Covid has impacted Canadians' ability to hold, build and keep cash reserves. For many, it has affected their ability to work and earn a living, and for many small business owners, it has threatened their very survival. No matter how much planning small business owners did before the pandemic hit, very few set aside enough capital reserves for 12 months or more.
Retirees have seen travel plans go out the window. Their entire vision of "retirement lifestyle" has been dramatically altered. For example, many new grandparents have been unable to see or hold their recent blessings!

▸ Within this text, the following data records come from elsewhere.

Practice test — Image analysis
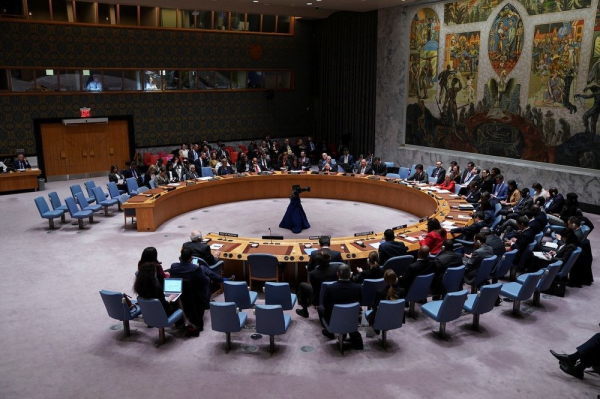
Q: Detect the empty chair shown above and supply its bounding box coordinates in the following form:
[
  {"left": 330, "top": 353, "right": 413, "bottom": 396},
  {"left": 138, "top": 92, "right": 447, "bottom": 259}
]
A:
[
  {"left": 65, "top": 197, "right": 94, "bottom": 230},
  {"left": 138, "top": 297, "right": 183, "bottom": 345},
  {"left": 48, "top": 191, "right": 69, "bottom": 223},
  {"left": 34, "top": 197, "right": 65, "bottom": 230},
  {"left": 210, "top": 302, "right": 248, "bottom": 350},
  {"left": 404, "top": 273, "right": 434, "bottom": 317},
  {"left": 92, "top": 187, "right": 119, "bottom": 216},
  {"left": 421, "top": 290, "right": 467, "bottom": 338},
  {"left": 383, "top": 255, "right": 414, "bottom": 277},
  {"left": 100, "top": 290, "right": 142, "bottom": 337},
  {"left": 70, "top": 184, "right": 95, "bottom": 204},
  {"left": 323, "top": 302, "right": 360, "bottom": 354},
  {"left": 500, "top": 269, "right": 545, "bottom": 315},
  {"left": 517, "top": 260, "right": 562, "bottom": 306},
  {"left": 367, "top": 299, "right": 404, "bottom": 349},
  {"left": 248, "top": 254, "right": 279, "bottom": 289},
  {"left": 463, "top": 283, "right": 502, "bottom": 330},
  {"left": 265, "top": 282, "right": 298, "bottom": 310},
  {"left": 442, "top": 265, "right": 467, "bottom": 292},
  {"left": 255, "top": 305, "right": 292, "bottom": 353},
  {"left": 223, "top": 281, "right": 258, "bottom": 309}
]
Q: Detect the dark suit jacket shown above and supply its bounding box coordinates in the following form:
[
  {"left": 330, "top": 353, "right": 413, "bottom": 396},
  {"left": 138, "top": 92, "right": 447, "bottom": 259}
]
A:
[
  {"left": 323, "top": 280, "right": 362, "bottom": 323},
  {"left": 379, "top": 241, "right": 407, "bottom": 266}
]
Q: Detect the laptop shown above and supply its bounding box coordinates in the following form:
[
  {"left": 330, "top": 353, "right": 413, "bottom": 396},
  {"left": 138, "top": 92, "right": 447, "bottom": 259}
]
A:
[{"left": 164, "top": 278, "right": 183, "bottom": 302}]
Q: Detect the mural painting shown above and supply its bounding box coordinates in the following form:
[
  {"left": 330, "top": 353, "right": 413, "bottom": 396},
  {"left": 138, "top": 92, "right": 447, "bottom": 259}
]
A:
[
  {"left": 444, "top": 0, "right": 502, "bottom": 25},
  {"left": 488, "top": 4, "right": 525, "bottom": 76},
  {"left": 408, "top": 8, "right": 440, "bottom": 102},
  {"left": 518, "top": 0, "right": 592, "bottom": 15}
]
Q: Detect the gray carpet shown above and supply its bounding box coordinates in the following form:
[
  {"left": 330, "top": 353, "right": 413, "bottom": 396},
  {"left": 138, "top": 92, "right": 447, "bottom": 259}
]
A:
[{"left": 0, "top": 179, "right": 600, "bottom": 399}]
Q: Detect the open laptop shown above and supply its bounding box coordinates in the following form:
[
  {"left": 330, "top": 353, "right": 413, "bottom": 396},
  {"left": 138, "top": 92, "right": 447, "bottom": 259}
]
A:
[{"left": 164, "top": 278, "right": 183, "bottom": 302}]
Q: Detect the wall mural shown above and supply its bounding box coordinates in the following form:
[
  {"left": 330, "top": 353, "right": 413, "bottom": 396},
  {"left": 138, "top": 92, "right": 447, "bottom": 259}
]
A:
[{"left": 408, "top": 8, "right": 440, "bottom": 102}]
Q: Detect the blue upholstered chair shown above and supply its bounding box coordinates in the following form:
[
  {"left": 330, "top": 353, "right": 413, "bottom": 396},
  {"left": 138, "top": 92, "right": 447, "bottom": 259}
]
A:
[
  {"left": 48, "top": 191, "right": 69, "bottom": 223},
  {"left": 323, "top": 302, "right": 360, "bottom": 355},
  {"left": 265, "top": 282, "right": 298, "bottom": 310},
  {"left": 421, "top": 290, "right": 467, "bottom": 338},
  {"left": 366, "top": 299, "right": 404, "bottom": 349},
  {"left": 92, "top": 187, "right": 119, "bottom": 216},
  {"left": 223, "top": 281, "right": 258, "bottom": 309},
  {"left": 210, "top": 302, "right": 248, "bottom": 350},
  {"left": 442, "top": 265, "right": 467, "bottom": 292},
  {"left": 248, "top": 254, "right": 279, "bottom": 290},
  {"left": 65, "top": 197, "right": 94, "bottom": 230},
  {"left": 404, "top": 273, "right": 434, "bottom": 317},
  {"left": 34, "top": 197, "right": 65, "bottom": 230},
  {"left": 361, "top": 278, "right": 385, "bottom": 307},
  {"left": 383, "top": 255, "right": 415, "bottom": 278},
  {"left": 500, "top": 269, "right": 545, "bottom": 315},
  {"left": 138, "top": 296, "right": 183, "bottom": 345},
  {"left": 463, "top": 283, "right": 502, "bottom": 330},
  {"left": 255, "top": 305, "right": 292, "bottom": 353},
  {"left": 100, "top": 290, "right": 142, "bottom": 337}
]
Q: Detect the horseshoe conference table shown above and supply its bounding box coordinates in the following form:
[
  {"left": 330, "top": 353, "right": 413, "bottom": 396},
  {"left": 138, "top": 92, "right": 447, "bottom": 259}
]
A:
[{"left": 123, "top": 172, "right": 472, "bottom": 277}]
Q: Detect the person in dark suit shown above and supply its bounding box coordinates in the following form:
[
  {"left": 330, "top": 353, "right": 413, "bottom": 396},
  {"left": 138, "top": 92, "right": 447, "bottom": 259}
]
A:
[
  {"left": 378, "top": 229, "right": 407, "bottom": 265},
  {"left": 317, "top": 263, "right": 363, "bottom": 349},
  {"left": 296, "top": 249, "right": 337, "bottom": 318},
  {"left": 306, "top": 236, "right": 342, "bottom": 272}
]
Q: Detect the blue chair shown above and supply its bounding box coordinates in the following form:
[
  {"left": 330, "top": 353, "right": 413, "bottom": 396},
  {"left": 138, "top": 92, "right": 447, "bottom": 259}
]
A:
[
  {"left": 442, "top": 265, "right": 467, "bottom": 293},
  {"left": 100, "top": 290, "right": 142, "bottom": 337},
  {"left": 463, "top": 283, "right": 502, "bottom": 330},
  {"left": 34, "top": 197, "right": 65, "bottom": 230},
  {"left": 421, "top": 290, "right": 467, "bottom": 338},
  {"left": 404, "top": 273, "right": 434, "bottom": 318},
  {"left": 517, "top": 260, "right": 562, "bottom": 306},
  {"left": 361, "top": 278, "right": 385, "bottom": 307},
  {"left": 366, "top": 299, "right": 404, "bottom": 349},
  {"left": 500, "top": 269, "right": 544, "bottom": 315},
  {"left": 255, "top": 305, "right": 292, "bottom": 353},
  {"left": 92, "top": 187, "right": 119, "bottom": 216},
  {"left": 248, "top": 254, "right": 279, "bottom": 290},
  {"left": 138, "top": 296, "right": 183, "bottom": 345},
  {"left": 48, "top": 191, "right": 69, "bottom": 223},
  {"left": 490, "top": 249, "right": 517, "bottom": 284},
  {"left": 383, "top": 255, "right": 414, "bottom": 278},
  {"left": 70, "top": 184, "right": 95, "bottom": 204},
  {"left": 65, "top": 197, "right": 94, "bottom": 230},
  {"left": 323, "top": 302, "right": 360, "bottom": 355},
  {"left": 210, "top": 302, "right": 248, "bottom": 351},
  {"left": 223, "top": 281, "right": 258, "bottom": 309},
  {"left": 265, "top": 282, "right": 298, "bottom": 310}
]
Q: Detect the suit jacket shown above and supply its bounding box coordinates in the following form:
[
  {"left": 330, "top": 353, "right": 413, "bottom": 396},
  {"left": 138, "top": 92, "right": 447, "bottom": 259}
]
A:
[
  {"left": 378, "top": 241, "right": 407, "bottom": 265},
  {"left": 323, "top": 280, "right": 362, "bottom": 323}
]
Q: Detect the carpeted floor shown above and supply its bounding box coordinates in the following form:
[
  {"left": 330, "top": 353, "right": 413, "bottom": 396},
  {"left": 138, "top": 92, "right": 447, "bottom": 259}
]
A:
[{"left": 0, "top": 179, "right": 600, "bottom": 399}]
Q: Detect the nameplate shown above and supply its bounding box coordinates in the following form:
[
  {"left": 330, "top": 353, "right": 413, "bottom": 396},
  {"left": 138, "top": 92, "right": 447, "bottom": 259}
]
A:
[
  {"left": 219, "top": 231, "right": 239, "bottom": 237},
  {"left": 354, "top": 231, "right": 373, "bottom": 237}
]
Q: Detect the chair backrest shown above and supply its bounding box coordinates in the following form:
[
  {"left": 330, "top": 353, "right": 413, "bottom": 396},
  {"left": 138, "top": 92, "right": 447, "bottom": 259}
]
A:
[
  {"left": 255, "top": 305, "right": 286, "bottom": 335},
  {"left": 329, "top": 302, "right": 360, "bottom": 334},
  {"left": 138, "top": 296, "right": 169, "bottom": 327},
  {"left": 442, "top": 265, "right": 466, "bottom": 292},
  {"left": 383, "top": 255, "right": 414, "bottom": 277},
  {"left": 404, "top": 273, "right": 434, "bottom": 302},
  {"left": 248, "top": 254, "right": 279, "bottom": 278},
  {"left": 361, "top": 278, "right": 385, "bottom": 306},
  {"left": 558, "top": 247, "right": 581, "bottom": 277},
  {"left": 535, "top": 260, "right": 562, "bottom": 291},
  {"left": 472, "top": 283, "right": 502, "bottom": 314},
  {"left": 223, "top": 281, "right": 252, "bottom": 309},
  {"left": 438, "top": 290, "right": 468, "bottom": 323},
  {"left": 265, "top": 281, "right": 292, "bottom": 310},
  {"left": 373, "top": 299, "right": 404, "bottom": 331},
  {"left": 210, "top": 302, "right": 241, "bottom": 333}
]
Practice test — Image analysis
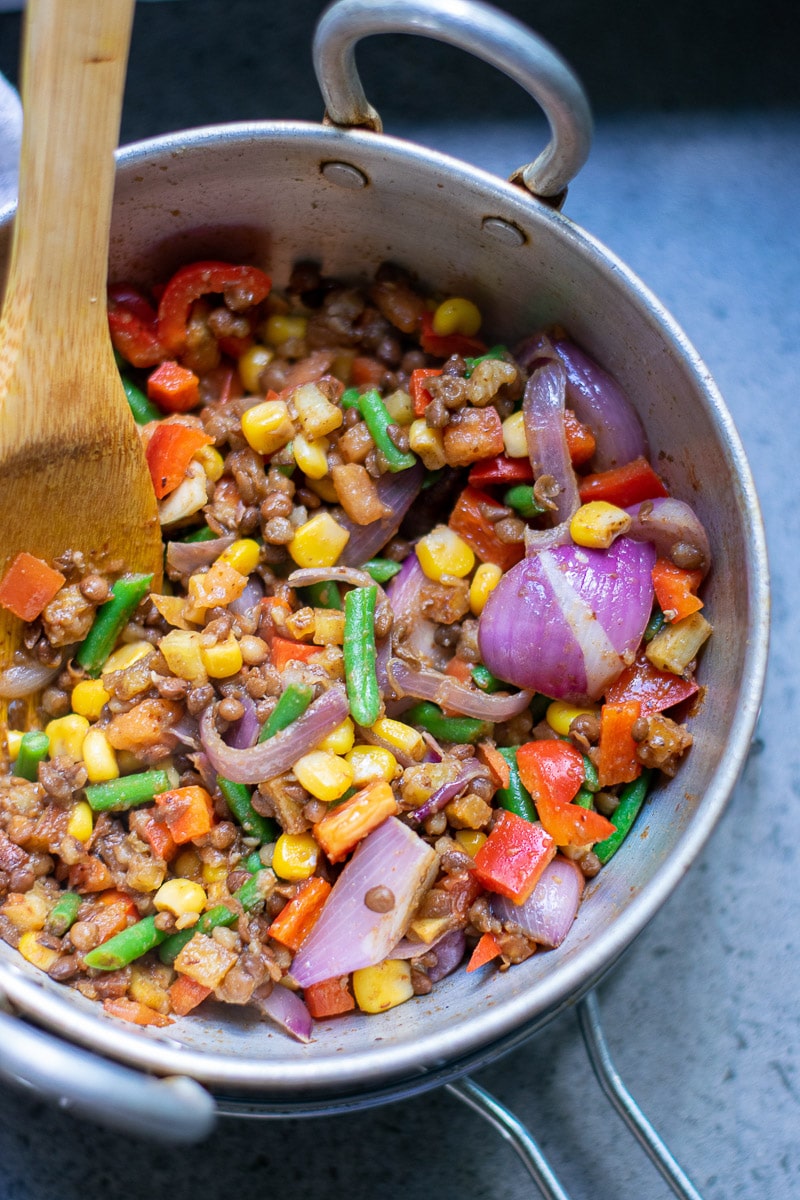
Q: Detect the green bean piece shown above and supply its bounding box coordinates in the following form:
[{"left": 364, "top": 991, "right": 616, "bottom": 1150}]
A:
[
  {"left": 14, "top": 730, "right": 50, "bottom": 784},
  {"left": 342, "top": 584, "right": 380, "bottom": 726},
  {"left": 359, "top": 388, "right": 416, "bottom": 474},
  {"left": 84, "top": 916, "right": 167, "bottom": 971},
  {"left": 76, "top": 575, "right": 152, "bottom": 679},
  {"left": 494, "top": 746, "right": 539, "bottom": 821},
  {"left": 361, "top": 558, "right": 403, "bottom": 583},
  {"left": 44, "top": 892, "right": 82, "bottom": 937},
  {"left": 217, "top": 775, "right": 278, "bottom": 842},
  {"left": 594, "top": 770, "right": 651, "bottom": 863},
  {"left": 258, "top": 683, "right": 314, "bottom": 742},
  {"left": 403, "top": 700, "right": 494, "bottom": 745},
  {"left": 84, "top": 770, "right": 172, "bottom": 812}
]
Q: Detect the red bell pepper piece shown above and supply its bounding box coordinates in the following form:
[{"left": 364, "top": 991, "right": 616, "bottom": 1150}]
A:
[
  {"left": 578, "top": 458, "right": 669, "bottom": 509},
  {"left": 145, "top": 424, "right": 213, "bottom": 500},
  {"left": 471, "top": 809, "right": 555, "bottom": 904}
]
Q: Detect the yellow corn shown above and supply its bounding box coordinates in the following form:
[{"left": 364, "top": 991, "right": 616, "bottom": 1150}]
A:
[
  {"left": 545, "top": 700, "right": 600, "bottom": 738},
  {"left": 17, "top": 929, "right": 59, "bottom": 971},
  {"left": 353, "top": 959, "right": 414, "bottom": 1013},
  {"left": 152, "top": 880, "right": 206, "bottom": 917},
  {"left": 289, "top": 511, "right": 350, "bottom": 566},
  {"left": 293, "top": 750, "right": 353, "bottom": 803},
  {"left": 83, "top": 730, "right": 120, "bottom": 784},
  {"left": 372, "top": 716, "right": 425, "bottom": 758},
  {"left": 416, "top": 526, "right": 475, "bottom": 580},
  {"left": 239, "top": 342, "right": 275, "bottom": 396},
  {"left": 241, "top": 400, "right": 294, "bottom": 454},
  {"left": 570, "top": 500, "right": 631, "bottom": 550},
  {"left": 503, "top": 412, "right": 528, "bottom": 458},
  {"left": 408, "top": 418, "right": 446, "bottom": 470},
  {"left": 217, "top": 538, "right": 261, "bottom": 575},
  {"left": 44, "top": 713, "right": 89, "bottom": 762},
  {"left": 347, "top": 745, "right": 398, "bottom": 787},
  {"left": 67, "top": 800, "right": 95, "bottom": 842},
  {"left": 200, "top": 634, "right": 243, "bottom": 679},
  {"left": 469, "top": 563, "right": 503, "bottom": 617},
  {"left": 291, "top": 433, "right": 330, "bottom": 479},
  {"left": 72, "top": 679, "right": 110, "bottom": 721},
  {"left": 272, "top": 833, "right": 319, "bottom": 880},
  {"left": 433, "top": 296, "right": 481, "bottom": 337}
]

According to one saying, plans are useless, but planning is invaluable! The need for planning is greater now than at any time in the past 30 years! Your future well-being, lifestyle and mental health are more dependent than ever on your ability to make sense of the future.
Which brings us to your role in managing your financial life by navigating the current environment of economic uncertainty.
A key feature of modern life is how average citizens have so often delegated a lot of personal responsibility to third parties, such Governments, a Doctors, a Grocers, etc. to take care of almost all their everyday needs. Because of the pandemic, Canadians have been learning a lot more about immune systems, nutrition, and the medical system in general.
The good news is that Internet technology has made accessing information easier than ever before. For example, Canada is part of the Paris Climate Change Agreement, and this may impact Canadian lifestyles and future tax rates. In cases like this, average Canadians can use a search engine to investigate for themselves about how climate change may impact their future.
So how does this empowerment relate to a long-term financial strategy?
While modern technology has certainly helped more people access a wide variety of financial resources via websites and smart phone apps, there is also a downside to this extensive information access, which has occasionally produced negative outcomes.
Information consumed, without a full understanding about context and historical significance, can sometimes lead to poor decisions in a variety of life situations. In order to follow a successful financial strategy for dealing with the unprecedented life disruptions that continue to affect communities across Canada, the best course of action might be to exercise patience and seek professional advice before making any large life changing decisions.
If the on-going Covid pandemic has disrupted any of your significant financial strategies and you are not certain how to proceed forward, call us today to discuss the power that you have to make changes that can positively affect your overall financial well-being.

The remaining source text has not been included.